Search code examples
rlapplysapplymapplysurvival

How to run a bunch of models in R using a Function


library(survival)
justices <- read.csv("http://data.princeton.edu/pop509/justices2.csv")
PREDS = c("age", "year")
m = coxph(Surv(tenure, event == 1) ~ age + year, data = justices)
summary(m)

exp(coef(m)[1])
exp(confint(m,level=(1-0.05/1))[1,])


DVMOD <- function(PREDS, data){
  t <- coxph(paste0("Surv(tenure, event == 1) ~ "), PREDS + number + name, data = data)
  return((c(PREDS, coef(t)[1], confint(t)[1,])))
}

all_models <- lapply(PREDS,DVMOD, PREDS = PREDS, data=justices)

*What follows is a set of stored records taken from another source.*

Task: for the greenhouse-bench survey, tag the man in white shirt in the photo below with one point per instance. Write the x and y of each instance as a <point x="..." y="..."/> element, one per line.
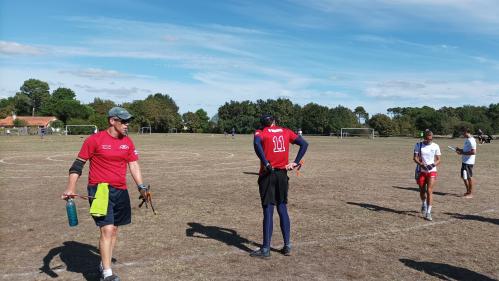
<point x="427" y="157"/>
<point x="468" y="155"/>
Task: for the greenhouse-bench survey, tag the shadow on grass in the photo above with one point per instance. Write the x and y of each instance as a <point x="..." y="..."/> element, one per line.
<point x="434" y="192"/>
<point x="225" y="235"/>
<point x="251" y="173"/>
<point x="78" y="257"/>
<point x="377" y="208"/>
<point x="474" y="218"/>
<point x="445" y="271"/>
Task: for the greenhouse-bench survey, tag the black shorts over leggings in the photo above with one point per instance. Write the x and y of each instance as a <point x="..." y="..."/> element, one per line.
<point x="274" y="187"/>
<point x="119" y="211"/>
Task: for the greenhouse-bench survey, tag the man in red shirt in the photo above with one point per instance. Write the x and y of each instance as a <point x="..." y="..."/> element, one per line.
<point x="271" y="145"/>
<point x="109" y="152"/>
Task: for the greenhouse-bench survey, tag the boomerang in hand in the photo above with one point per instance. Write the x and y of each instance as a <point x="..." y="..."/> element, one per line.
<point x="147" y="199"/>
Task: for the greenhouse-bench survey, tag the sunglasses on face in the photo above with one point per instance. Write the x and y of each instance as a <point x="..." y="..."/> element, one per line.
<point x="122" y="121"/>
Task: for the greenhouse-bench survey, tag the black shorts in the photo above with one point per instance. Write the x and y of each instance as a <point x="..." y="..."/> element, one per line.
<point x="466" y="171"/>
<point x="119" y="211"/>
<point x="274" y="187"/>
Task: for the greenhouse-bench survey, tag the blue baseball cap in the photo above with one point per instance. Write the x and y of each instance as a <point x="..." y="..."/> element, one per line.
<point x="267" y="119"/>
<point x="119" y="112"/>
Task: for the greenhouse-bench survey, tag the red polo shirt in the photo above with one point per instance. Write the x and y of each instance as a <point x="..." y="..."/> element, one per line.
<point x="108" y="157"/>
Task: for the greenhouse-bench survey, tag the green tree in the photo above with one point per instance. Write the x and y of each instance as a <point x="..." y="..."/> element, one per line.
<point x="63" y="94"/>
<point x="361" y="113"/>
<point x="101" y="106"/>
<point x="71" y="109"/>
<point x="283" y="110"/>
<point x="382" y="124"/>
<point x="158" y="110"/>
<point x="37" y="91"/>
<point x="243" y="116"/>
<point x="7" y="106"/>
<point x="22" y="104"/>
<point x="20" y="123"/>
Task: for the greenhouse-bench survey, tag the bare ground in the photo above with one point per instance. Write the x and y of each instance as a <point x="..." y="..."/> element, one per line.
<point x="354" y="212"/>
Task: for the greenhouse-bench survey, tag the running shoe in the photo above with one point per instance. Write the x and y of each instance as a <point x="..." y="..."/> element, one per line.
<point x="286" y="250"/>
<point x="428" y="217"/>
<point x="261" y="253"/>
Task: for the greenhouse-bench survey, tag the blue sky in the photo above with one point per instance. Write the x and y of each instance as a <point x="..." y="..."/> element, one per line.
<point x="373" y="53"/>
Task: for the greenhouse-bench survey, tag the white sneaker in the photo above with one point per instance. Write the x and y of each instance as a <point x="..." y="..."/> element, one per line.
<point x="428" y="217"/>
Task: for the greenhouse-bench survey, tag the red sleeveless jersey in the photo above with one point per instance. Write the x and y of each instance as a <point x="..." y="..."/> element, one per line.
<point x="275" y="143"/>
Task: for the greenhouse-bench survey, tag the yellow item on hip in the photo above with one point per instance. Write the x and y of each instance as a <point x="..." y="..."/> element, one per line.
<point x="100" y="201"/>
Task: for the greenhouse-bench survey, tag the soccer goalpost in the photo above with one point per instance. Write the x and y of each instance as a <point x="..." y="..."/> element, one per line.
<point x="81" y="129"/>
<point x="357" y="132"/>
<point x="145" y="130"/>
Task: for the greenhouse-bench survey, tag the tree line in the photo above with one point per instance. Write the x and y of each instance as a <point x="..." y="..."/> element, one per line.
<point x="161" y="113"/>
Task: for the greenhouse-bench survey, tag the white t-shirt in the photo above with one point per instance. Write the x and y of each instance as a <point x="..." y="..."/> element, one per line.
<point x="469" y="144"/>
<point x="428" y="152"/>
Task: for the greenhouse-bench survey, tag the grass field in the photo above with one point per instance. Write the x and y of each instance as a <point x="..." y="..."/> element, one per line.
<point x="354" y="212"/>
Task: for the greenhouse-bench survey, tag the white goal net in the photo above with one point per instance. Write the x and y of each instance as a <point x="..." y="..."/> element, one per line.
<point x="145" y="130"/>
<point x="357" y="132"/>
<point x="81" y="129"/>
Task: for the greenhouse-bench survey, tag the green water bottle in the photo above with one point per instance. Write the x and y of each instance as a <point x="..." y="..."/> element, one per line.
<point x="71" y="211"/>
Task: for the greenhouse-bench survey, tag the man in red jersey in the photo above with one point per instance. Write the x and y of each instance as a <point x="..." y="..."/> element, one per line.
<point x="109" y="152"/>
<point x="271" y="144"/>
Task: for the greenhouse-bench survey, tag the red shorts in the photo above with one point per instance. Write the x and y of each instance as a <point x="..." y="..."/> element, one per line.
<point x="425" y="175"/>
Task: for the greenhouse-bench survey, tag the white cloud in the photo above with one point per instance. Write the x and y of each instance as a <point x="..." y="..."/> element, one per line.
<point x="14" y="48"/>
<point x="428" y="92"/>
<point x="477" y="15"/>
<point x="100" y="74"/>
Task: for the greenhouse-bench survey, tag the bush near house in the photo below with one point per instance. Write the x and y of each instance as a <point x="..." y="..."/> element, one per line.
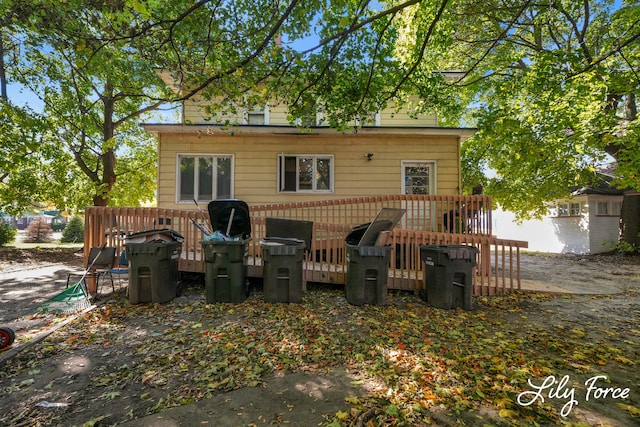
<point x="7" y="233"/>
<point x="73" y="232"/>
<point x="38" y="232"/>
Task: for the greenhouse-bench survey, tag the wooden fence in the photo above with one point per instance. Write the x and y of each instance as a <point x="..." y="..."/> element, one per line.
<point x="498" y="261"/>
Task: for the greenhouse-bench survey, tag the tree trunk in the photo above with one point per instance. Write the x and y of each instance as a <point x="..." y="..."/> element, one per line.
<point x="631" y="218"/>
<point x="108" y="157"/>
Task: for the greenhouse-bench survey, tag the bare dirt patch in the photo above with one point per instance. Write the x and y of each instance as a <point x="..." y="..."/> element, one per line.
<point x="327" y="362"/>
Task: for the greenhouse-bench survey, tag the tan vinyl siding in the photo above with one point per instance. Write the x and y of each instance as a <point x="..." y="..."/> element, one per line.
<point x="255" y="160"/>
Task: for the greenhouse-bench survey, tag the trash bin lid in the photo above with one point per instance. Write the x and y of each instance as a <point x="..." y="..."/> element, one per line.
<point x="290" y="228"/>
<point x="231" y="217"/>
<point x="386" y="219"/>
<point x="464" y="252"/>
<point x="161" y="235"/>
<point x="279" y="241"/>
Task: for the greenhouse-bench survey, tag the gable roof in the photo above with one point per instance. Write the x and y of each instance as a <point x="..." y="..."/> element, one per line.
<point x="601" y="185"/>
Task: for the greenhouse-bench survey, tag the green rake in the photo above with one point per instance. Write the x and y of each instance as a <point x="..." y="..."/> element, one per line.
<point x="74" y="298"/>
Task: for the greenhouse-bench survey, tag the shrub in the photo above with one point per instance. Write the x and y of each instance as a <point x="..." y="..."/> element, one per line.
<point x="7" y="233"/>
<point x="38" y="232"/>
<point x="73" y="232"/>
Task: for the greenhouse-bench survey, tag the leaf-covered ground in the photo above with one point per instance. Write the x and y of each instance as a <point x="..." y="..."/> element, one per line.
<point x="423" y="366"/>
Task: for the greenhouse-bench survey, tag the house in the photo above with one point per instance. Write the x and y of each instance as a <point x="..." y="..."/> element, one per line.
<point x="336" y="180"/>
<point x="586" y="223"/>
<point x="257" y="156"/>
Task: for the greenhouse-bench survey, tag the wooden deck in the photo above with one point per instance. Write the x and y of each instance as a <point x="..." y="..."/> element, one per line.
<point x="498" y="263"/>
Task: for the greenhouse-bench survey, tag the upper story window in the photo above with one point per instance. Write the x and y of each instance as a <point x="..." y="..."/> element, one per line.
<point x="574" y="209"/>
<point x="204" y="177"/>
<point x="305" y="173"/>
<point x="567" y="209"/>
<point x="606" y="208"/>
<point x="256" y="115"/>
<point x="371" y="119"/>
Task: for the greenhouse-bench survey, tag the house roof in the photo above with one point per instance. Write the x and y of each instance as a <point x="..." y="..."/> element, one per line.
<point x="209" y="129"/>
<point x="601" y="185"/>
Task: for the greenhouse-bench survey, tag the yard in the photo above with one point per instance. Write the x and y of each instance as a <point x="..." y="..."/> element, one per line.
<point x="404" y="363"/>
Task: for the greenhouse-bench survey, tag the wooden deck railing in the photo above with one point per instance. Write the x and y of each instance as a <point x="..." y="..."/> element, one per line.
<point x="498" y="263"/>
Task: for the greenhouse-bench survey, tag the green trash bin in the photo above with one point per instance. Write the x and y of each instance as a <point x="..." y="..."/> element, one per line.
<point x="282" y="260"/>
<point x="448" y="275"/>
<point x="367" y="274"/>
<point x="225" y="270"/>
<point x="226" y="260"/>
<point x="153" y="271"/>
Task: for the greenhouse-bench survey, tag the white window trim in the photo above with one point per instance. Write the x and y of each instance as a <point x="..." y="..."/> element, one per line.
<point x="265" y="110"/>
<point x="433" y="185"/>
<point x="280" y="179"/>
<point x="216" y="155"/>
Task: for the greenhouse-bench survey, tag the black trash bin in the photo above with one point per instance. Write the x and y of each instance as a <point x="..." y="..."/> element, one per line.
<point x="226" y="259"/>
<point x="448" y="275"/>
<point x="282" y="260"/>
<point x="367" y="274"/>
<point x="283" y="253"/>
<point x="368" y="260"/>
<point x="153" y="265"/>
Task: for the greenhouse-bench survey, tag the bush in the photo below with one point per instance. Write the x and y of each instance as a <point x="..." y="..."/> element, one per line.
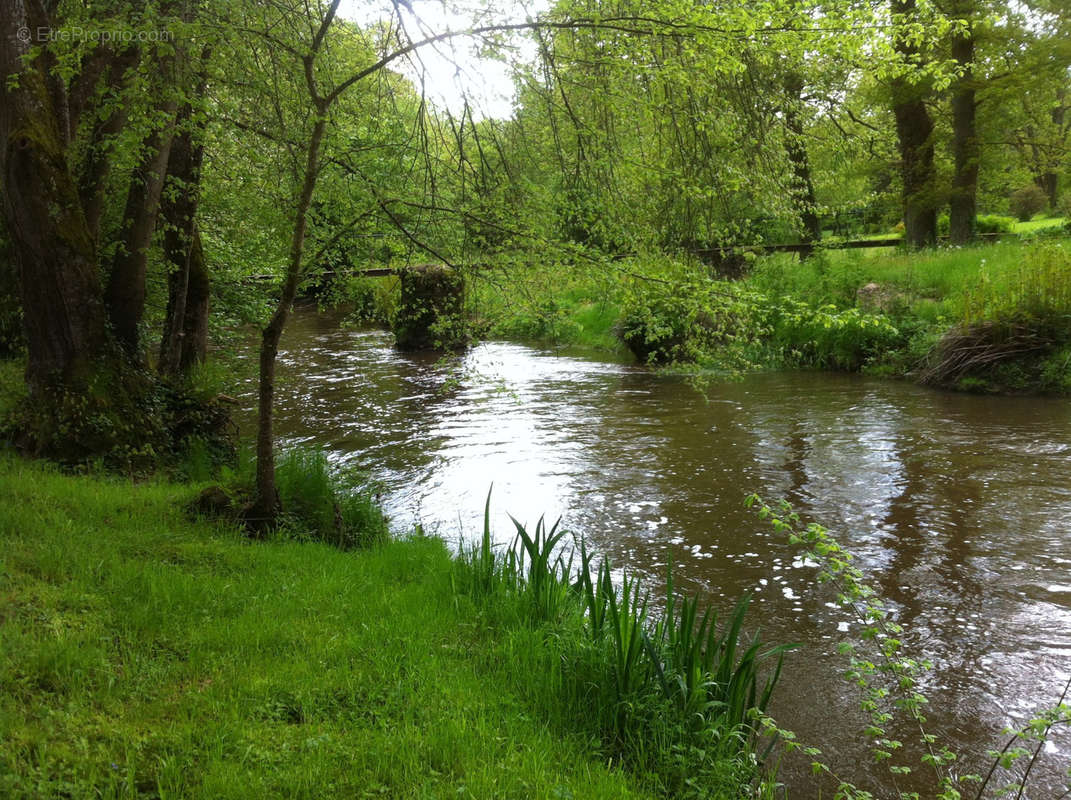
<point x="317" y="506"/>
<point x="983" y="224"/>
<point x="1027" y="201"/>
<point x="690" y="322"/>
<point x="674" y="697"/>
<point x="827" y="337"/>
<point x="995" y="224"/>
<point x="318" y="502"/>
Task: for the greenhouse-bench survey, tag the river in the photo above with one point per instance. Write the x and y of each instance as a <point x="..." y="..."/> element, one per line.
<point x="956" y="507"/>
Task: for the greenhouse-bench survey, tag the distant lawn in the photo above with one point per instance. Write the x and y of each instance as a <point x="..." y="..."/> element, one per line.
<point x="147" y="655"/>
<point x="1039" y="223"/>
<point x="940" y="282"/>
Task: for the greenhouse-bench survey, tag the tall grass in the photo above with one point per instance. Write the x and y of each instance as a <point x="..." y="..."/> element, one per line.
<point x="319" y="501"/>
<point x="670" y="695"/>
<point x="144" y="654"/>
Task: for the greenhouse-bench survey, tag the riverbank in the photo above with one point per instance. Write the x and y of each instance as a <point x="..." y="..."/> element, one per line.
<point x="990" y="318"/>
<point x="144" y="653"/>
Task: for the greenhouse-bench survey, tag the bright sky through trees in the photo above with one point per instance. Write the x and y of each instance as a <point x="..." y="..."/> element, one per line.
<point x="455" y="70"/>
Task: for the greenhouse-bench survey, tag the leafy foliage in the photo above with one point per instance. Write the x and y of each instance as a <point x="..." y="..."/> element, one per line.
<point x="673" y="695"/>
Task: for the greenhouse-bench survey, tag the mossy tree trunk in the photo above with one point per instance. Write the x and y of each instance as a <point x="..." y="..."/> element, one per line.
<point x="125" y="289"/>
<point x="265" y="508"/>
<point x="185" y="326"/>
<point x="62" y="301"/>
<point x="915" y="135"/>
<point x="966" y="152"/>
<point x="431" y="314"/>
<point x="796" y="149"/>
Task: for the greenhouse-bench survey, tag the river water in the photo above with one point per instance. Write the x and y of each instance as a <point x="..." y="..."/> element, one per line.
<point x="956" y="507"/>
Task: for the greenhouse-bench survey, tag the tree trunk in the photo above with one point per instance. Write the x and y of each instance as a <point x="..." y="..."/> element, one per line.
<point x="915" y="131"/>
<point x="963" y="204"/>
<point x="93" y="171"/>
<point x="125" y="290"/>
<point x="185" y="326"/>
<point x="802" y="184"/>
<point x="266" y="503"/>
<point x="63" y="313"/>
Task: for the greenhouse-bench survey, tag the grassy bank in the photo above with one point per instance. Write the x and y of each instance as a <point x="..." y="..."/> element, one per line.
<point x="916" y="315"/>
<point x="148" y="654"/>
<point x="145" y="654"/>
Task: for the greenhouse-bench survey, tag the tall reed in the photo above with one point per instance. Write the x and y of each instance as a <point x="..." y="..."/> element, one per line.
<point x="674" y="695"/>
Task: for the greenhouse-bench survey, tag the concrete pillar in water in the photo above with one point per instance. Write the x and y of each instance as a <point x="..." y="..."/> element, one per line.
<point x="431" y="314"/>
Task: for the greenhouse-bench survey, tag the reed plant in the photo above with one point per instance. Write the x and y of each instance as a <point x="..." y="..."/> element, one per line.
<point x="674" y="696"/>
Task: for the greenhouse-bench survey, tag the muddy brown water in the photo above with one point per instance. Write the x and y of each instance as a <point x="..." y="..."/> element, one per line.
<point x="956" y="507"/>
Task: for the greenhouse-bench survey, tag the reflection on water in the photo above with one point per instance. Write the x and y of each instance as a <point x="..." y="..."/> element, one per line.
<point x="956" y="507"/>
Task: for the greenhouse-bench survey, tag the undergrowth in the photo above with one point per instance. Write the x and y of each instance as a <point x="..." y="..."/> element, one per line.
<point x="670" y="696"/>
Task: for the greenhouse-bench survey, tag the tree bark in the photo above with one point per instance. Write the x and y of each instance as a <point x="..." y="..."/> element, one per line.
<point x="63" y="313"/>
<point x="915" y="131"/>
<point x="963" y="204"/>
<point x="185" y="326"/>
<point x="803" y="184"/>
<point x="266" y="502"/>
<point x="125" y="289"/>
<point x="94" y="169"/>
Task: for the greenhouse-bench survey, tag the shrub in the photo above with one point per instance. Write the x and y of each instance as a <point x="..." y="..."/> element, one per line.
<point x="983" y="224"/>
<point x="691" y="322"/>
<point x="319" y="507"/>
<point x="674" y="697"/>
<point x="319" y="503"/>
<point x="827" y="337"/>
<point x="1026" y="201"/>
<point x="995" y="224"/>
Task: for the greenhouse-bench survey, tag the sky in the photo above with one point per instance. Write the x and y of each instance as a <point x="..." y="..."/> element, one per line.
<point x="454" y="70"/>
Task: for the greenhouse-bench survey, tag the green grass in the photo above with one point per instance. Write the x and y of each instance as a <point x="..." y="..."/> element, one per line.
<point x="1039" y="223"/>
<point x="144" y="654"/>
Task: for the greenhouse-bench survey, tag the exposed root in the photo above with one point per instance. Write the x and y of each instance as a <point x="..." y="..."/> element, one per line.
<point x="966" y="349"/>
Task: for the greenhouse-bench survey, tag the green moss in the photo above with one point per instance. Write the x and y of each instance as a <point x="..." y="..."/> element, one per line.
<point x="145" y="654"/>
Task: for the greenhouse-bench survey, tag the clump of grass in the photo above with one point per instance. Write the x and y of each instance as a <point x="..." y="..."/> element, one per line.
<point x="1019" y="317"/>
<point x="144" y="654"/>
<point x="318" y="501"/>
<point x="672" y="696"/>
<point x="317" y="504"/>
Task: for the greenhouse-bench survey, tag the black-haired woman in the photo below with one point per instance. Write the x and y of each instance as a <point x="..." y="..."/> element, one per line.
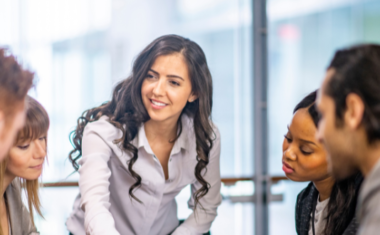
<point x="153" y="138"/>
<point x="324" y="207"/>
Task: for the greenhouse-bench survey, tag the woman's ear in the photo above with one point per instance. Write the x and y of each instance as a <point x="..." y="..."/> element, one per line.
<point x="354" y="111"/>
<point x="192" y="97"/>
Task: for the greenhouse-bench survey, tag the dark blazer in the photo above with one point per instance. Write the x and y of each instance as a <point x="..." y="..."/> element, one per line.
<point x="304" y="208"/>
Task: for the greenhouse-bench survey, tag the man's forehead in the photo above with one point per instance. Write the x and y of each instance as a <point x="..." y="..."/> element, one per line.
<point x="322" y="91"/>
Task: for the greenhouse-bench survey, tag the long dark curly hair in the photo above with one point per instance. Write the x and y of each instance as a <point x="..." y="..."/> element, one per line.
<point x="127" y="112"/>
<point x="342" y="204"/>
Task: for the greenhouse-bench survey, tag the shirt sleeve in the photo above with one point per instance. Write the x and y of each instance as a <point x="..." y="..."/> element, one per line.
<point x="94" y="178"/>
<point x="201" y="222"/>
<point x="370" y="213"/>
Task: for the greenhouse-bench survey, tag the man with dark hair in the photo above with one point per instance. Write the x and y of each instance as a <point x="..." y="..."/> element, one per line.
<point x="349" y="104"/>
<point x="14" y="85"/>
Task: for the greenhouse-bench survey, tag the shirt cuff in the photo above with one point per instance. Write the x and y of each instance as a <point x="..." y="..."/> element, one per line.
<point x="182" y="230"/>
<point x="102" y="224"/>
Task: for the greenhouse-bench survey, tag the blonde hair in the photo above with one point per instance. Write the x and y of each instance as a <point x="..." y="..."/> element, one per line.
<point x="36" y="124"/>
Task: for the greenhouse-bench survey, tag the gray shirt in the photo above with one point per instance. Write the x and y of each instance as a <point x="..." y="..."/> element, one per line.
<point x="104" y="206"/>
<point x="320" y="217"/>
<point x="368" y="210"/>
<point x="20" y="221"/>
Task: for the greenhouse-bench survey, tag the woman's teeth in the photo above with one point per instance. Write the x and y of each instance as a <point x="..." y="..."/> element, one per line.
<point x="158" y="103"/>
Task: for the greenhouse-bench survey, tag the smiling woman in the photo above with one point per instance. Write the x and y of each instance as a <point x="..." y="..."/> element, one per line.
<point x="21" y="170"/>
<point x="324" y="206"/>
<point x="152" y="139"/>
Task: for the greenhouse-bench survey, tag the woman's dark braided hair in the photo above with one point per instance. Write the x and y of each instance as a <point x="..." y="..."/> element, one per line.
<point x="126" y="110"/>
<point x="342" y="203"/>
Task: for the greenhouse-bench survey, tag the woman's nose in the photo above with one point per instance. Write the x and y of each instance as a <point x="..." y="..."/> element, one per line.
<point x="159" y="88"/>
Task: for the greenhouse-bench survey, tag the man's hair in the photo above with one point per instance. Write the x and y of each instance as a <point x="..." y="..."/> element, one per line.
<point x="357" y="70"/>
<point x="15" y="82"/>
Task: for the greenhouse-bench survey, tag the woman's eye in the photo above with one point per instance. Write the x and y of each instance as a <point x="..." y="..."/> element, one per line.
<point x="23" y="147"/>
<point x="174" y="83"/>
<point x="149" y="76"/>
<point x="287" y="138"/>
<point x="306" y="152"/>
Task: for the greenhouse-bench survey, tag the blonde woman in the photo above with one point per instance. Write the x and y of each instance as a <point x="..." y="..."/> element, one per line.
<point x="21" y="170"/>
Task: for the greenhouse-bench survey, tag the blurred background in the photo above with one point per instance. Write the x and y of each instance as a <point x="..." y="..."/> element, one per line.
<point x="79" y="50"/>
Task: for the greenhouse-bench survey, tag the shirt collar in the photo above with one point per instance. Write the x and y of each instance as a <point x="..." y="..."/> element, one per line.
<point x="181" y="143"/>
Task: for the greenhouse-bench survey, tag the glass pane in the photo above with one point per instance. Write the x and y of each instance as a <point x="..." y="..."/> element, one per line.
<point x="301" y="42"/>
<point x="80" y="49"/>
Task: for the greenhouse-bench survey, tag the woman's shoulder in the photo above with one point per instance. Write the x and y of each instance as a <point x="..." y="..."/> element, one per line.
<point x="306" y="193"/>
<point x="17" y="210"/>
<point x="103" y="128"/>
<point x="188" y="122"/>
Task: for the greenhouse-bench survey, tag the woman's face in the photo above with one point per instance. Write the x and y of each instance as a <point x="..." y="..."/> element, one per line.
<point x="26" y="159"/>
<point x="167" y="88"/>
<point x="304" y="159"/>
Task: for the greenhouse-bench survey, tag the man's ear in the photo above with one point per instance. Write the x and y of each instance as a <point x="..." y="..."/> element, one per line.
<point x="192" y="97"/>
<point x="353" y="115"/>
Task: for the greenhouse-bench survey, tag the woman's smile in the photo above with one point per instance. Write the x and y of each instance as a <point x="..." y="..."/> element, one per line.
<point x="157" y="104"/>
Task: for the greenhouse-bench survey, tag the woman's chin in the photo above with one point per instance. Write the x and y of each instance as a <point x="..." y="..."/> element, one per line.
<point x="294" y="177"/>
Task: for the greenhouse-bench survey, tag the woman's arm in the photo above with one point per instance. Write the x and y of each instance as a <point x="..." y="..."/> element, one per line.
<point x="94" y="174"/>
<point x="201" y="222"/>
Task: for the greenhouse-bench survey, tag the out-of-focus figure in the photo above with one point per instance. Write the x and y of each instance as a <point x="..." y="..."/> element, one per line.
<point x="349" y="127"/>
<point x="14" y="85"/>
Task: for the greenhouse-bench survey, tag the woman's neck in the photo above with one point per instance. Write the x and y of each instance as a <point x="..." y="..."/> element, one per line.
<point x="162" y="131"/>
<point x="324" y="187"/>
<point x="8" y="178"/>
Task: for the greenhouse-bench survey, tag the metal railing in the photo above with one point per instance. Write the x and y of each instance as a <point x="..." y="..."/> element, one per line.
<point x="226" y="181"/>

I wish to run separate coxph model for each variable in PREDS and then store the name of that variable with its hazard ratio and confidence bands.


Solution

  • If you cast the formula string with as.formula() you can change independent variables in the DVMOD() function as follows:

    DVMOD <- function(PREDS, data){
         theFormula <- paste("Surv(tenure, event == 1) ~ ",PREDS," + number + name")
         t <- coxph(as.formula(theFormula), data = data)
         return((c(PREDS, coef(t)[1], confint(t)[1,])))
    }
    DVMOD("age",justices)
    all_models <- lapply(c("age"),function(x,y){
         DVMOD(x,y)
    },justices)
    

    Since the model for year does not converge (i.e. it fails when calling DVMOD() directly with year as the value of PREDS), the lapply() with 2 variables fails, but it works with age.

    ...and the output:

    > all_models
    [[1]]
                                        age               2.5 %              97.5 % 
                  "age"  "24.4400841925434" "-20.8849057264629"  "69.7650741115497" 
    
    >